Yes, I understand what Monz meant now.

Fact that it is mode locked with Neptune just means that if the orbital periods
vary, the two planets have to vary their orbits in synchrony. It is perfectly
possible that this happens. Indeed, I'd have thought its likely there is such
an effect, as all the orbital periods vary a bit under the influence of all the
other planets, it's just a question of how large the variation is.

As with Jupiter's satellites, the (mean) 3/2 will be very slightly tempered,
- the effect is that any well defined point in the orbits, such as Pluto's aphelion,
say, will slowly drift round the sun.

There is some kind of theorem about this - maybe I can look it up
when next in the maths / science library here.

All the eccentricities of the planets slowly vary with time too.

> >Also, that Pluto's orbit is also not so well known as the others
> >as it hasn't completed a full cycle yet, and also, no spacecraft
> >has visited it.

> This is irrelevant because precise astronomical measurements allow us to
> very accurately forecast (and retrodict) Pluto's motion for thousands of
> years.

Can be very accurately forecast if you know the numbers. There are
some clever computer programs that get astonishing accuracy that
I remember about.

Though eventually, on large time scales, they are chaotic
in the sense that it is impossible to predict Pluto's exact location in
its orbit, even though the general position of the orbit can be
predicted.

There is something about that, and more about resonances of orbits
in the solar system here:
http://members.nbci.com/Templarser/solarsys.html

However, astronomers get a much more accurate value for a planet's
orbit once it completes a full cycle.

Also when a spacecraft visits a planet, you get much more accurate data
about it's current position.

Sorry, don't know the details about that though.

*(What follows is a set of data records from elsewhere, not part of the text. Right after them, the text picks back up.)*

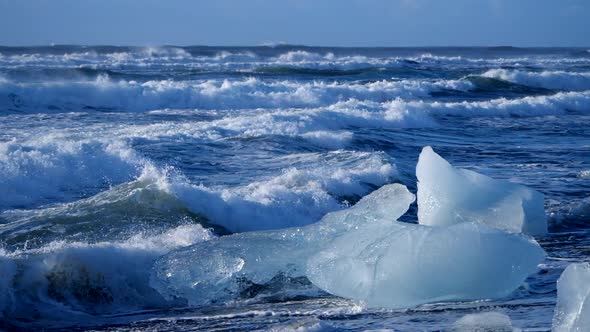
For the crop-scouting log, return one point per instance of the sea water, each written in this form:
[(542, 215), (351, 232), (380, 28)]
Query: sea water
[(113, 157)]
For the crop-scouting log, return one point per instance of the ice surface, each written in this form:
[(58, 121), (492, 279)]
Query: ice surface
[(572, 312), (447, 196), (360, 253), (484, 322), (217, 270)]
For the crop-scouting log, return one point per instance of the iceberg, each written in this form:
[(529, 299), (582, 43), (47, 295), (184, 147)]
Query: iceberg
[(572, 312), (485, 321), (447, 195), (359, 253)]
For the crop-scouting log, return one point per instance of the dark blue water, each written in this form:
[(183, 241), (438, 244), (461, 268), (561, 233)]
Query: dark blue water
[(111, 157)]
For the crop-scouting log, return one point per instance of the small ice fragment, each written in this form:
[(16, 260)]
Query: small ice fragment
[(572, 312), (447, 195)]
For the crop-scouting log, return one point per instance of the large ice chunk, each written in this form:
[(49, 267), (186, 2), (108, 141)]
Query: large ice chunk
[(224, 268), (447, 195), (572, 312), (359, 253), (398, 265)]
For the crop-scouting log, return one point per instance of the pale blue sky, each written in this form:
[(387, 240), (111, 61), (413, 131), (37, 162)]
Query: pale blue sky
[(309, 22)]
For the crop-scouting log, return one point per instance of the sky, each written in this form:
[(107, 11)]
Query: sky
[(302, 22)]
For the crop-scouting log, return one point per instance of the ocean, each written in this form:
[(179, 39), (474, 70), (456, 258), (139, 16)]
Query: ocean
[(113, 157)]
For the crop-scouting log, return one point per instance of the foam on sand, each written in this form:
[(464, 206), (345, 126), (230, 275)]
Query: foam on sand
[(447, 196)]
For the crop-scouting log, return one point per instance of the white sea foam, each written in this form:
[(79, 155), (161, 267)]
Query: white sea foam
[(482, 322), (50, 169), (579, 81), (295, 197), (65, 279), (554, 104)]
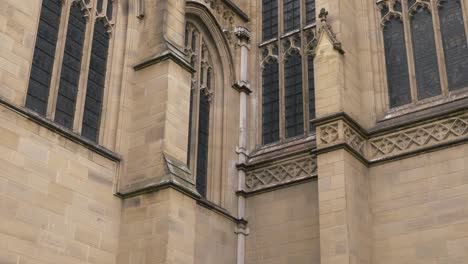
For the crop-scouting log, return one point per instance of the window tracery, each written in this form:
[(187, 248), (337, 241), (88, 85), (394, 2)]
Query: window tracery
[(433, 51), (288, 99), (201, 96), (56, 74)]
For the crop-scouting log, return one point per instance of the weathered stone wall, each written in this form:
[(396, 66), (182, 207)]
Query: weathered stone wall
[(56, 197), (18, 24), (420, 208), (284, 226)]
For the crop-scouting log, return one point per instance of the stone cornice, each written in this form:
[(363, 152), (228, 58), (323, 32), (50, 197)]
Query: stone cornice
[(372, 147), (68, 134), (171, 53)]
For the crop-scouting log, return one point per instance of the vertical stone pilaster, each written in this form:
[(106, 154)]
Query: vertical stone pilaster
[(343, 187)]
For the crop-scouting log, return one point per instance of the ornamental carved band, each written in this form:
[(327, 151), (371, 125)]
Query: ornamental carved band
[(281, 172), (391, 145)]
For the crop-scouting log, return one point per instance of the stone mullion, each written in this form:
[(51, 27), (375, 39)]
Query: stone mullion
[(85, 64), (106, 102), (59, 51), (196, 107), (281, 57), (465, 16), (409, 51), (439, 47)]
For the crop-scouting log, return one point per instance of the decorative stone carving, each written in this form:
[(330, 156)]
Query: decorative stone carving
[(390, 145), (325, 28), (419, 137), (281, 172)]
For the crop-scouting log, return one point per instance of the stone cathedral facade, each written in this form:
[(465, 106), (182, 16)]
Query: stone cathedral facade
[(233, 131)]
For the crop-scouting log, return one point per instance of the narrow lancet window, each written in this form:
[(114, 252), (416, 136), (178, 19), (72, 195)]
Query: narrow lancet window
[(424, 52), (44, 55), (270, 103), (96, 82), (71, 68), (311, 79), (292, 15), (269, 19), (454, 42), (310, 11), (293, 96), (396, 60)]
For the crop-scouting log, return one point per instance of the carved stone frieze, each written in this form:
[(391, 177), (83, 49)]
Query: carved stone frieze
[(419, 137), (372, 147), (280, 172)]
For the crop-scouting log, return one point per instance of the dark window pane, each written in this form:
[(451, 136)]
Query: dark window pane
[(310, 11), (189, 146), (270, 103), (44, 55), (292, 15), (425, 55), (269, 19), (110, 9), (396, 63), (71, 68), (311, 78), (99, 6), (293, 96), (454, 40), (96, 82), (202, 149)]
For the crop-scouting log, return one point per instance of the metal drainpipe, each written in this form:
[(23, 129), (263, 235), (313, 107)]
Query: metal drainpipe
[(241, 230)]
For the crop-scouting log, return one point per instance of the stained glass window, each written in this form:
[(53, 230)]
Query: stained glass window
[(269, 19), (425, 54), (292, 14), (310, 11), (71, 68), (270, 103), (96, 82), (293, 96), (44, 55), (396, 63), (454, 42)]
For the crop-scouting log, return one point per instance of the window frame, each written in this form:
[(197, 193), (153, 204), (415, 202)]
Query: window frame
[(273, 49), (416, 104), (89, 9)]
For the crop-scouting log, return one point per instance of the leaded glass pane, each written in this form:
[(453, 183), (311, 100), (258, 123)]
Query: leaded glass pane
[(202, 149), (110, 9), (270, 103), (44, 55), (269, 19), (292, 14), (311, 78), (453, 32), (99, 6), (310, 11), (396, 63), (96, 83), (71, 68), (425, 54), (293, 96)]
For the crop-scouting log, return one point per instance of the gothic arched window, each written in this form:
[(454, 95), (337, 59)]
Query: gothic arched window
[(293, 100), (71, 67), (269, 19), (96, 82), (200, 105), (424, 52), (270, 103), (436, 53), (44, 56), (54, 93), (288, 89)]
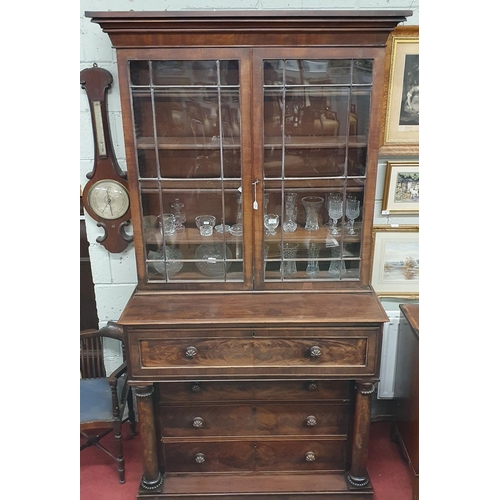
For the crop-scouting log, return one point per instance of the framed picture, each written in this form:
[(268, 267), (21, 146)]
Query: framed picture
[(401, 121), (395, 262), (401, 188)]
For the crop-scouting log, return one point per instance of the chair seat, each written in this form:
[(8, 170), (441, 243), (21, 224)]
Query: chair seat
[(95, 400)]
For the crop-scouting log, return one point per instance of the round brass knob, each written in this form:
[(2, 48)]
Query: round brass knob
[(191, 352), (315, 351), (311, 420)]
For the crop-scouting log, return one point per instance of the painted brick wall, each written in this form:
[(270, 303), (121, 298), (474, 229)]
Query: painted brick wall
[(115, 275)]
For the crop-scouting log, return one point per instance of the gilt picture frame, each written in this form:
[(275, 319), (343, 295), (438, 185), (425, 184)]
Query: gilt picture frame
[(396, 261), (401, 118), (401, 188)]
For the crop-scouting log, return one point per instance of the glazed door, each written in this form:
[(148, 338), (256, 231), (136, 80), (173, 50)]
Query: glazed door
[(190, 119), (312, 158)]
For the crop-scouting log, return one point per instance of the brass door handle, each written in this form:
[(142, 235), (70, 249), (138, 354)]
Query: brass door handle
[(315, 351), (311, 421), (191, 352)]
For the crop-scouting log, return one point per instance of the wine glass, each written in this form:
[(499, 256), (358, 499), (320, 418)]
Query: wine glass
[(352, 213), (271, 222), (335, 211)]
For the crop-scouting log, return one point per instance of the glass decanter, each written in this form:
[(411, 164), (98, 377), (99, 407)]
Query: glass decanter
[(335, 211), (289, 225), (312, 204), (237, 229), (180, 218), (352, 213)]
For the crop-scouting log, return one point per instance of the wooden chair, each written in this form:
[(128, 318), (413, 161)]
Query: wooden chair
[(103, 399)]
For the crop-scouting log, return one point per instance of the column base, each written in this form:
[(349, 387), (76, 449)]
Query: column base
[(152, 485), (358, 482)]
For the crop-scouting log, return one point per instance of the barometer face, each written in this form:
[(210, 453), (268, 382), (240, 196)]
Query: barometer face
[(108, 199)]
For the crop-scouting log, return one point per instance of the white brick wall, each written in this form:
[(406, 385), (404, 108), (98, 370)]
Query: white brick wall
[(115, 274)]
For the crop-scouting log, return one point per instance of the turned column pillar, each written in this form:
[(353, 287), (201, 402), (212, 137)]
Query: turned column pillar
[(151, 478), (358, 475)]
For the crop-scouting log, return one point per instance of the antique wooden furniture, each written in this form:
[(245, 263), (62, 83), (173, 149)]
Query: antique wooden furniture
[(406, 426), (253, 349), (103, 399)]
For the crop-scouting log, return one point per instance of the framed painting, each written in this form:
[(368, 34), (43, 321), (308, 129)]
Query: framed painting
[(401, 120), (401, 188), (396, 261)]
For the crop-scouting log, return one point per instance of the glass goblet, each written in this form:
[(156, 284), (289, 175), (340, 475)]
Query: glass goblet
[(352, 213), (335, 212), (271, 222)]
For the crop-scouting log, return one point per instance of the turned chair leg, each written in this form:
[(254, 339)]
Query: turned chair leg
[(131, 413), (120, 461)]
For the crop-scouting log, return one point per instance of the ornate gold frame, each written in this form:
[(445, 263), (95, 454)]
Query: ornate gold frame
[(390, 185), (404, 40), (404, 292)]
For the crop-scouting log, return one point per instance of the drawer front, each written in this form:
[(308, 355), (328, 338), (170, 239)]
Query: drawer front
[(254, 420), (268, 456), (327, 352), (295, 390)]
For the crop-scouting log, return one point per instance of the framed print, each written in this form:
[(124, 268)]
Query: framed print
[(401, 121), (395, 262), (401, 188)]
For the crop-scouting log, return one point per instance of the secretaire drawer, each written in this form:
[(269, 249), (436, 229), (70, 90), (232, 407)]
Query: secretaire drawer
[(278, 455), (254, 420), (285, 390), (185, 353)]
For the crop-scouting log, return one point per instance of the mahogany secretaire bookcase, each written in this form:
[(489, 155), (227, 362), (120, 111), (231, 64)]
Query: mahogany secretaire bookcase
[(253, 337)]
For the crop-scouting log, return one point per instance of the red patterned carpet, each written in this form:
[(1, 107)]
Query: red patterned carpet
[(99, 481)]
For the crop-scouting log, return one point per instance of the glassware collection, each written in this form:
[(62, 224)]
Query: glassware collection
[(304, 239)]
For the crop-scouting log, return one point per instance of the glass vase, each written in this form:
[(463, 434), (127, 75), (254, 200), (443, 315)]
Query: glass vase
[(312, 268), (312, 204), (289, 225)]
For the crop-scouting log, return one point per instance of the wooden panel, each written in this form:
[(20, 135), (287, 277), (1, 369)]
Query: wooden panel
[(254, 420), (340, 351), (259, 486), (256, 309), (255, 456), (295, 390)]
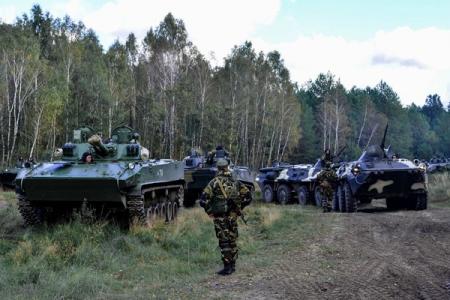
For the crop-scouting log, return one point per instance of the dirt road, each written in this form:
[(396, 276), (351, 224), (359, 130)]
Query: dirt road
[(375, 254)]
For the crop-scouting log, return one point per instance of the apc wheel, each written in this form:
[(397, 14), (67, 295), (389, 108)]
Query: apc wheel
[(394, 203), (268, 195), (341, 198), (318, 196), (351, 204), (303, 195), (335, 203), (169, 211), (284, 194), (421, 202)]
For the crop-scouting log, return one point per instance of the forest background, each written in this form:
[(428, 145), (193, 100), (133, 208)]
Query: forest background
[(55, 76)]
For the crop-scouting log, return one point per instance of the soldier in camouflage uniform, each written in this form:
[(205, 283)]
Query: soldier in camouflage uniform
[(327, 180), (223, 199)]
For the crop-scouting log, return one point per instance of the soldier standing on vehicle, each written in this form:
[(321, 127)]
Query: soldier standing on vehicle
[(327, 180), (223, 200)]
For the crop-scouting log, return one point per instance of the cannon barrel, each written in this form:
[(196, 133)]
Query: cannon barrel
[(96, 142)]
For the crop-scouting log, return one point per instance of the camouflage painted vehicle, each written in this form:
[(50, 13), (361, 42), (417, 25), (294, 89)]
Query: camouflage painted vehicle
[(438, 165), (200, 170), (8, 175), (120, 180), (285, 183), (379, 174)]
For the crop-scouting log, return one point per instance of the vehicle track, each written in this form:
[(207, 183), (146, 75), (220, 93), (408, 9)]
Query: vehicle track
[(376, 254)]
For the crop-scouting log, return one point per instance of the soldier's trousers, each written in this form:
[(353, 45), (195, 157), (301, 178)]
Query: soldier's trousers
[(327, 195), (227, 232)]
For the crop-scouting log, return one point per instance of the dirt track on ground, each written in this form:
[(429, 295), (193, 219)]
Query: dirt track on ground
[(375, 254)]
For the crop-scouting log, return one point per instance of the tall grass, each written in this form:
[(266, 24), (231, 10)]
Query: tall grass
[(101, 261)]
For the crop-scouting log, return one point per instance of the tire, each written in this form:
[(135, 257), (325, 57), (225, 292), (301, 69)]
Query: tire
[(421, 202), (303, 195), (268, 195), (351, 203), (284, 194), (341, 199), (318, 196)]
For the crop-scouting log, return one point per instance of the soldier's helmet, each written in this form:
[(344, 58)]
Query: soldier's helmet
[(222, 163)]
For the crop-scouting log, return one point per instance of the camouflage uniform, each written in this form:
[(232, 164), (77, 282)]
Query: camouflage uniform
[(327, 180), (225, 224)]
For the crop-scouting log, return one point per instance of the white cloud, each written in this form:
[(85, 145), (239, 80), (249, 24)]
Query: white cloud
[(414, 62)]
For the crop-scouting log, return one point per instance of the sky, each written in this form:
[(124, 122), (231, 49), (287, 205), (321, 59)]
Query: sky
[(405, 43)]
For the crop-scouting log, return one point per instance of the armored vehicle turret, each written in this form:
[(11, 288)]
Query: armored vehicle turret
[(108, 176), (380, 174), (200, 170)]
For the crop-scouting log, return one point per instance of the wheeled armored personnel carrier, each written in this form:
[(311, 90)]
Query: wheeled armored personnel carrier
[(116, 176), (284, 183), (200, 170), (379, 174)]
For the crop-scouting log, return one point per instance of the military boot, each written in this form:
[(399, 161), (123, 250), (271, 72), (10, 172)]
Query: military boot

> >Suggests the golden ratio doesn't it, as Mary
> >mentioned in her post.

> Yes, the golden ratio and other noble numbers are very important in orbital
> dynamics because they are the ratios that minimize the potentially
> destabilizing effects of resonances.

Interesting idea.

Would make sense for the asteroid belt, where asteroids are cleared out of
(some) of the resonances - the Kirkwood gaps,

Now that's another set of ratios in astronomy, this time, an absence of
orbits at various resonances:
http://ssd.jpl.nasa.gov/a_histo.html

I wonder if that could be used for music too.

The gaps aren't completely empty, some asteroids actually orbit
in a gap and stay in resonance with Jupiter for a substantial
length of time - see
http://members.nbci.com/Templarser/solarsys.html
again,

Robert

Robert wrote,

>However, astronomers get a much more accurate value for a planet's
>orbit once it completes a full cycle.

No, I don't know why you're assuming that. Nothing special happens when the
cycle is completed.

>> Yes, the golden ratio and other noble numbers are very important in
orbital
>> dynamics because they are the ratios that minimize the potentially
>> destabilizing effects of resonances.

>Interesting idea.

>Would make sense for the asteroid belt, where asteroids are cleared out of
>(some) of the resonances - the Kirkwood gaps,

Exactly, and also the material in the rings of Saturn.

Thanks for the links, they're very informative.